Tradition had it that the rectangular Romanesque hall with a central column in the royal and later archiepiscopal palace on Castle Hill in Esztergom was the birthplace of King Saint Stephen, although it was already clear in the 19th century that this part of the building dated from after the 11th century. Nevertheless, in view of the salient role of the castle in the cult of Saint Stephen, the prince primate and archbishop of Esztergom (1867–1891) János Simor (1813–1891) had the Romanesque room converted into a chapel in 1873–74, a thousand years after the birth of the state and church founder king. The reconstruction was planned by József Lippert, the chief architect of the prince primate who planned in this capacity, among other things, the transformation of the interior of the cathedral and the construction of its vestibule, the primate’s palace, and the purist reconstruction of Pozsony cathedral. The transformation of the hall with the central column included a new aperture, walling up of a niche, erection of an altar, and embellishing of the walls and vault with neo-Romanesque frescoes imitating the Byzantine style painted by the brothers Karl and Franz Xaver Jobst (fig. 3). The completed chapel became a neo-Romanesque Gesamtkunswerk down to the smallest detail, a venue of cult and memory.
The decisive part of the painted decoration was the cycle of the salient episodes in St Stephen’s life on the vault arches: 1. Apparition of St Stephen protomartyr to Sarolt, wife of prince Géza (fig. 7). 2. The baptism of Vajk (fig. 11). 3. Bishop Astrick shows the crown brought from Rome to St Stephen (fig. 15). 6. Offering of the country to God (fig. 23). The paper reviews the iconographic antecedents of the scenes and the respective source texts, mentioning so-far unpublished works (figs. 13, 22). In addition to several other findings, it could be concluded that unlike in the period from the 17th to the mid-19th century when the depictions of King St Stephen were imbued with currently topical political implications, the images of the Esztergom cycle are free from such readings. The painters of the frescoes ordered by archbishop Simor mainly used recognized schemes and panels aligning themselves with the iconographic tradition, and therefore the novelty of the decoration which contemporary accounts emphasized must have been their neo-Byzantine style. A few decades later, however, this style must have appeared obsolete, nor did it have followers in its time, either. Apart from the demonstration of iconographic motifs, the direct models of the scenes cannot be determined even for such an extremely rare theme as Sarolt’s dream. That is at the same time proof of the invention of the painters and that is what ranges their work among the important achievements of post-Compromise painting: the ingenious use of motifs of mostly familiar scenes (identified by captions as well) and their arrangement in a new composition in the chosen or required style, with the prudent use of the semi-circular shape of the picture field when need be. It is important to note that no other picture cycle was created of St Stephen’s life in the second half of the 19th century. Moreover, some of the scenes have demonstrable linkage to stations in the life path of archbishop Simor, which must have influenced the finalization of the programme.
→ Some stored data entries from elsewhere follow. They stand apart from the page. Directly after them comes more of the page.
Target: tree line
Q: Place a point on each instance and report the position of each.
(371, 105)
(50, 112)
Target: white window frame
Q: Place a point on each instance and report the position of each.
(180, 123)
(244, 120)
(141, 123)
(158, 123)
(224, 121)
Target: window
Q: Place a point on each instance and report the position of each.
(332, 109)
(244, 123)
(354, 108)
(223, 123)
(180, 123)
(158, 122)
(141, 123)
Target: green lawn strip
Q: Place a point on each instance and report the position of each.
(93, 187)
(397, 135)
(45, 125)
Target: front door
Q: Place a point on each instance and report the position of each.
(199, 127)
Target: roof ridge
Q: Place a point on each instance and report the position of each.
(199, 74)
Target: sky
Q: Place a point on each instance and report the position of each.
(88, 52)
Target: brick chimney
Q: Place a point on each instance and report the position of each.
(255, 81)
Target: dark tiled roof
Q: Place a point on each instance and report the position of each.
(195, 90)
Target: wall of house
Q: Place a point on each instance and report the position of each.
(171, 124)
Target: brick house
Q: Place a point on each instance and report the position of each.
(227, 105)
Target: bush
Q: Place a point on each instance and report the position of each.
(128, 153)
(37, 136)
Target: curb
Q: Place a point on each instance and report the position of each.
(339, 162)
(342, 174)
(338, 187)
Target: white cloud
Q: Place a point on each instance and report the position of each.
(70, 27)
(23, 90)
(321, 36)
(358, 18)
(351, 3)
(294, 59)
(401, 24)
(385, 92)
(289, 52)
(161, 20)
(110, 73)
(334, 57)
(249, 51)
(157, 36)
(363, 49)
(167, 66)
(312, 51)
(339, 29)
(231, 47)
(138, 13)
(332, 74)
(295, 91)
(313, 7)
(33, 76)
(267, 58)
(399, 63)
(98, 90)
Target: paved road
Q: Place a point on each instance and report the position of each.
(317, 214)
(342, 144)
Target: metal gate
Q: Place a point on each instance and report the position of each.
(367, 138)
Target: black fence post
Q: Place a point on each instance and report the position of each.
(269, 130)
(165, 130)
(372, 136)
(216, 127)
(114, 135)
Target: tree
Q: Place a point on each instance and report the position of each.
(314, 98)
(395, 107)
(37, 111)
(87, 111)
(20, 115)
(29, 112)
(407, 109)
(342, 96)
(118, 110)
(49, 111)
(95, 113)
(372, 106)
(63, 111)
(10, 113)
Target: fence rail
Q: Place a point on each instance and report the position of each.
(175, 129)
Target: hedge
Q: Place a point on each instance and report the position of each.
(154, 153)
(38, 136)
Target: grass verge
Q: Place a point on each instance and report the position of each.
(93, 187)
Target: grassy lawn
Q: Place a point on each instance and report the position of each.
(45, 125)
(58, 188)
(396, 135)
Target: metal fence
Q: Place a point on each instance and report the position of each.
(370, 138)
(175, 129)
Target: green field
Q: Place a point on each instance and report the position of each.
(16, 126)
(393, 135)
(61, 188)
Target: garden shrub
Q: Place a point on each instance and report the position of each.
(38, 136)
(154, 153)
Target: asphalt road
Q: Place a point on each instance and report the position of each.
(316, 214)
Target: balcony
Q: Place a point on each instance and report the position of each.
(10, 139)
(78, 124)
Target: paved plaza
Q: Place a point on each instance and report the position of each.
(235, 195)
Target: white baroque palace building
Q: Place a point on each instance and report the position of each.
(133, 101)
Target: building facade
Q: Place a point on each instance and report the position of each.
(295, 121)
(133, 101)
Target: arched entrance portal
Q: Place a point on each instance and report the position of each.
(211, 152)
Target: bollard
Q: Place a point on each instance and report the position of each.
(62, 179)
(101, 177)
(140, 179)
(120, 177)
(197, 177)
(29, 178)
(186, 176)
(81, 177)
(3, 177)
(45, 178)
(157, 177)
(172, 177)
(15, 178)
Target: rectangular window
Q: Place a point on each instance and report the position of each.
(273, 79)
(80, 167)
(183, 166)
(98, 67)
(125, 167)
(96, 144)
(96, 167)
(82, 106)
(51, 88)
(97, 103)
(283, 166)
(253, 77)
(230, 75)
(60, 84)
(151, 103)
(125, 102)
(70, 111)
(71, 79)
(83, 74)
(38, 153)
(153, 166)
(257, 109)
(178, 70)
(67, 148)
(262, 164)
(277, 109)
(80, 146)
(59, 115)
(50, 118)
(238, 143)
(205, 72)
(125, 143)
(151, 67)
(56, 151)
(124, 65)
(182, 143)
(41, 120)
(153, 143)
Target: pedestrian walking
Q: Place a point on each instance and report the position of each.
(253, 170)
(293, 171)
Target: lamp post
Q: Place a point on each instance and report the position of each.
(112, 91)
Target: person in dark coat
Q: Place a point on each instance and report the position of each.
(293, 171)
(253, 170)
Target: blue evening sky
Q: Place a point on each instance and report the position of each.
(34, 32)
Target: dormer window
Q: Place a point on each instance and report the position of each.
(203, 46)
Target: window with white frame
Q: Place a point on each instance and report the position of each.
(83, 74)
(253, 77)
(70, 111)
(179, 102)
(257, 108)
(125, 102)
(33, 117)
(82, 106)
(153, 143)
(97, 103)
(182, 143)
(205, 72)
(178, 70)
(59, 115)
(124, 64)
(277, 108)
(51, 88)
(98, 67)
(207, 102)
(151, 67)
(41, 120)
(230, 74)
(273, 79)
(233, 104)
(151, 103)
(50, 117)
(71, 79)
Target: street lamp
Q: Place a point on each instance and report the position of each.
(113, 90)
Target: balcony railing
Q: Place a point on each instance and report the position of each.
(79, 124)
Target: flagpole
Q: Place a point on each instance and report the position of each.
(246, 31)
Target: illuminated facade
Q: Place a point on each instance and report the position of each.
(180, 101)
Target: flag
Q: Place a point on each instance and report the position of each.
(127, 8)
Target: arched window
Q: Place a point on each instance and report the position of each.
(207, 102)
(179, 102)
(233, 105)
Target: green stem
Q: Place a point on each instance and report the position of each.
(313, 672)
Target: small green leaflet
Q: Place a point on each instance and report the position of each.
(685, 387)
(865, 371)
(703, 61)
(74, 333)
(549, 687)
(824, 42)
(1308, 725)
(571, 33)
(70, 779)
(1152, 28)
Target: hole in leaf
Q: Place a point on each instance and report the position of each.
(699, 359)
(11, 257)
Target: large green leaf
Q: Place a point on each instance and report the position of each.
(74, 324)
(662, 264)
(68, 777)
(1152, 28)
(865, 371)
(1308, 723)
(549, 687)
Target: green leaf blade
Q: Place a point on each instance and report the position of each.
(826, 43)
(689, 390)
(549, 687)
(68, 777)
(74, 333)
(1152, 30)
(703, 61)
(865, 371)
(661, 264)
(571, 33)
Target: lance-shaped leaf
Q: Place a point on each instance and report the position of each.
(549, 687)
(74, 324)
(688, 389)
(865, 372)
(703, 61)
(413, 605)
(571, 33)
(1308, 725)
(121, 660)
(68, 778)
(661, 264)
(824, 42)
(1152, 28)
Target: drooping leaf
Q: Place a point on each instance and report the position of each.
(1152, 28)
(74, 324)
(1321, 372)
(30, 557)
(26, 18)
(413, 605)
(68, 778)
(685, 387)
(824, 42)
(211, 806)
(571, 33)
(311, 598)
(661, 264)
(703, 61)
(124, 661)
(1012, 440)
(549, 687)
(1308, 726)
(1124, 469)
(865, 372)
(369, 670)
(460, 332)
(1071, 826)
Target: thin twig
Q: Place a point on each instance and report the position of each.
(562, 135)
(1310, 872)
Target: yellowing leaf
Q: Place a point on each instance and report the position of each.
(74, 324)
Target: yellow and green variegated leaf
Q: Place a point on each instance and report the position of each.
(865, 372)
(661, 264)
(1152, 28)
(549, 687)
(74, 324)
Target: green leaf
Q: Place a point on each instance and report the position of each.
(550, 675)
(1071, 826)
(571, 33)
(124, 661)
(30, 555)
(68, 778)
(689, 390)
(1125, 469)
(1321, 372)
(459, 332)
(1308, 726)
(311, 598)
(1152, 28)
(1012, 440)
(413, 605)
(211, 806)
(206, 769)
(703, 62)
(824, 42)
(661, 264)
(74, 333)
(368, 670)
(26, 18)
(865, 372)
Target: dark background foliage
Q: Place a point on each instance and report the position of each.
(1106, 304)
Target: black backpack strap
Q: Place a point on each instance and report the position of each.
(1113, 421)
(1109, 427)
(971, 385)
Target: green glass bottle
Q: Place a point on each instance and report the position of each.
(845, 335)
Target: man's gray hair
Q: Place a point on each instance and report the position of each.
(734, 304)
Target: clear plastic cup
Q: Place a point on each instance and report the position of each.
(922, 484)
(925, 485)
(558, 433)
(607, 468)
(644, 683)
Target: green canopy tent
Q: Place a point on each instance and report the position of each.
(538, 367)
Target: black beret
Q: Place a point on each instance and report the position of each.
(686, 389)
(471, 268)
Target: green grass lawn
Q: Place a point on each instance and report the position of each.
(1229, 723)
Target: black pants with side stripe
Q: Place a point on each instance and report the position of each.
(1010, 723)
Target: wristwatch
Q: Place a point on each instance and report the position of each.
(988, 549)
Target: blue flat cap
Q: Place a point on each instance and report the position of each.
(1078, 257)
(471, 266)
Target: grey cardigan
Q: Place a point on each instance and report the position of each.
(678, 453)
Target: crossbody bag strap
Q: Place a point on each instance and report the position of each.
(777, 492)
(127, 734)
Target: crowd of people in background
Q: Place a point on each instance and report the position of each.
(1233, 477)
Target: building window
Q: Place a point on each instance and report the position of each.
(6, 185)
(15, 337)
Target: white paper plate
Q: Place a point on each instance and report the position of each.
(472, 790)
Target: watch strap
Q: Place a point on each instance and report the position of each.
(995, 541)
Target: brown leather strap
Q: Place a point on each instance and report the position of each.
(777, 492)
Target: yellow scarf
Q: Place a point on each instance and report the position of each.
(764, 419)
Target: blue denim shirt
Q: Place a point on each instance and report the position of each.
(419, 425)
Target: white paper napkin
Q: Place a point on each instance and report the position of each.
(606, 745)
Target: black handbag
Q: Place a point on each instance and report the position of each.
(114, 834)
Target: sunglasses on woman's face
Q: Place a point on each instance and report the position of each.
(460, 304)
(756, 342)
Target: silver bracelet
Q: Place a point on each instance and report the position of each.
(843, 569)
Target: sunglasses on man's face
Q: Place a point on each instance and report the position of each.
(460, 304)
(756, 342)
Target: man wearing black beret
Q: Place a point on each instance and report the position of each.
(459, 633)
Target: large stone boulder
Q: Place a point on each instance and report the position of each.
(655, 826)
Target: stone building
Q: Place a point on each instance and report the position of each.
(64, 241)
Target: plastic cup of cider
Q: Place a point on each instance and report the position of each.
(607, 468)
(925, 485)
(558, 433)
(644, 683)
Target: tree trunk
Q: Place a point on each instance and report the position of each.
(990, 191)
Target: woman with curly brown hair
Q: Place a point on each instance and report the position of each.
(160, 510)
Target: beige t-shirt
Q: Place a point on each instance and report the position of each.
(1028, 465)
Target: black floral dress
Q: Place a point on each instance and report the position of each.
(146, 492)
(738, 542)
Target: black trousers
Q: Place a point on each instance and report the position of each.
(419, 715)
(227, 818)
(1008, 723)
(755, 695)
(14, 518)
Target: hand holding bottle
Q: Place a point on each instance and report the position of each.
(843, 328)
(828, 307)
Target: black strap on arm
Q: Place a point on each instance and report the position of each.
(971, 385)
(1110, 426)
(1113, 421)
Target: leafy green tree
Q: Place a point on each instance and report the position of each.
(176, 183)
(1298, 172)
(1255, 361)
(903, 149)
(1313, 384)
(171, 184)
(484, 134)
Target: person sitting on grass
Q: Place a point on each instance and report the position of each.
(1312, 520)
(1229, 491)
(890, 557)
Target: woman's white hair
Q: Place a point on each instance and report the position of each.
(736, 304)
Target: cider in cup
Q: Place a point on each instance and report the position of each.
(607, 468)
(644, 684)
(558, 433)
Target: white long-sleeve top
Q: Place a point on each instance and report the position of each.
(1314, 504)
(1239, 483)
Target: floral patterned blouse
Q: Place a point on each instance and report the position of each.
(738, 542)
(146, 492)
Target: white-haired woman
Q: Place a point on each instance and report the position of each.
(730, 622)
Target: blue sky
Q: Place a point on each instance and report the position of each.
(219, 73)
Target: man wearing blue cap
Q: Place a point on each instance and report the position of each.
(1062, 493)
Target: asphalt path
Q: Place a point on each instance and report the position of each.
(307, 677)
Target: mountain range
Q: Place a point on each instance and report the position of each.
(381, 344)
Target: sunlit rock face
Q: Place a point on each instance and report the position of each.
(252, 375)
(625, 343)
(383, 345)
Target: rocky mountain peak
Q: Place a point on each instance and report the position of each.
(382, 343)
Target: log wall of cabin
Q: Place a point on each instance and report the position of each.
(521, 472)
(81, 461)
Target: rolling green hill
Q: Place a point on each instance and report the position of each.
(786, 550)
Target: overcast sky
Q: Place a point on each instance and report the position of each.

During the archaeological excavations and reconstruction on Castle Hill in 1934–1938 the historicist elements of the hall with a central column were removed (fig. 4). Until how, research thought the painted decoration by the Jobst brothers had perished and were only known in reproduction. However, it must have been removed by Mauro Pellicioli or an assistant of his who had been invited to Hungary from Milan by Tibor Gerevich. I chanced upon the removed frescoes in a remote storeroom of Esztergom cathedral in 2011 with Veronika Nagy.